To begin with, every time we celebrate the Lord's Day--which is what Reformed worship calls the worship service that we share every Sunday--every time we celebrate the Lord's Day, we celebrate Easter. It is the day of Resurrection every single Sunday, bar none. Those who "give up something for Lent" don't have to give it up on Sundays because Sundays are feast days--every Sunday is a celebration of the resurrection of the Lord.
Easter is also a season on the liturgical calendar. In the language of the liturgical calendar, the worship service that we celebrated on April 17 was "the Resurrection of the Lord." After that, we've stayed in the season of Easter and will do so until Pentecost on June 5th. In the rhythm of the church year, we started with the anticipation of the coming of Jesus in Advent, then his incarnation on Christmas, then we saw who and what Jesus is in the season of Epiphany until Lent when we see our own sin and need for Christ's saving power, then in Holy week we see what great love he had for us to die for us, then on the day of Resurrection we see his victory over death. For the whole season of Easter, we will be celebrating that victory. After that, we receive the Holy Spirit on Pentecost, and live our lives as disciples until we celebrate his coming again in the end on Christ the King Sunday. And then the year starts over again with Advent. So Easter is one season of the long arc of salvation history, and we celebrate it not just for a day or even just every Sunday, but also for a whole season.

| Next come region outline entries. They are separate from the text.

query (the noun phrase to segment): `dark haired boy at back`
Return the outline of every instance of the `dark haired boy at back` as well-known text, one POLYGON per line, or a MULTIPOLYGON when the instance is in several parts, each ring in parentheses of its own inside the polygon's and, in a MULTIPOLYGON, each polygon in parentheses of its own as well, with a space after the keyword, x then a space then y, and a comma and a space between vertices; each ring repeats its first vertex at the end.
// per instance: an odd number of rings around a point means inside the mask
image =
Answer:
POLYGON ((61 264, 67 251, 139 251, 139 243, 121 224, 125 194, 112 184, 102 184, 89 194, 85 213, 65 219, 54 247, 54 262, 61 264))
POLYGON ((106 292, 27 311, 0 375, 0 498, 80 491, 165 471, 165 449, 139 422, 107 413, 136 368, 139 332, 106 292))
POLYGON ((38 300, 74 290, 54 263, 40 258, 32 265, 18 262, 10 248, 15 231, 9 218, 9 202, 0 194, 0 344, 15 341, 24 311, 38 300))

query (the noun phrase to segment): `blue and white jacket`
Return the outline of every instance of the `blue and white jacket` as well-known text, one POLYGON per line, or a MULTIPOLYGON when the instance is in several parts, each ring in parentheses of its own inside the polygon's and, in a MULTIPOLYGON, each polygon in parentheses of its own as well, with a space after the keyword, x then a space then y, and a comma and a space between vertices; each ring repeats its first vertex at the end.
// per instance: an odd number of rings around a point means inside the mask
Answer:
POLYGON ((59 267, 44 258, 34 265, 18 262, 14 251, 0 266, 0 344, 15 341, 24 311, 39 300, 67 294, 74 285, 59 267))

There's a trope where a hero has done something to impress or offend someone who becomes a loyal follower or avowed opponent, but when confronted with this thing they've done, can't remember because it's so routine: "for me it was just a Tuesday." For us, God is God every day just like a hero in a movie is a hero every day. But there's a difference. If this little trope mapped to God, then the next thing would be to say, "For God it's just routine; just another Tuesday." What God did in Jesus on Easter was once for all time. The difference is that instead of God dying over and over every day like a hero stopping crime over and over every day, God did it once. The strife is o'er, the battle done. The victory of life is won. The thing we do every day is be grateful and celebrate and enjoy the blessings of Easter. Instead of taking great things and making them boring like in the trope--instead of taking Easter and making it routine like just another Tuesday, what we do is the opposite. We take boring, routine life like Tuesday and bring Sunday into it. Instead of "just another Tuesday," it's "Alleluia! Everyday is Sunday! Every day is Easter!" Keep being grateful. Keep celebrating. Keep enjoying the blessings of Easter every single day for the rest of your Easter life.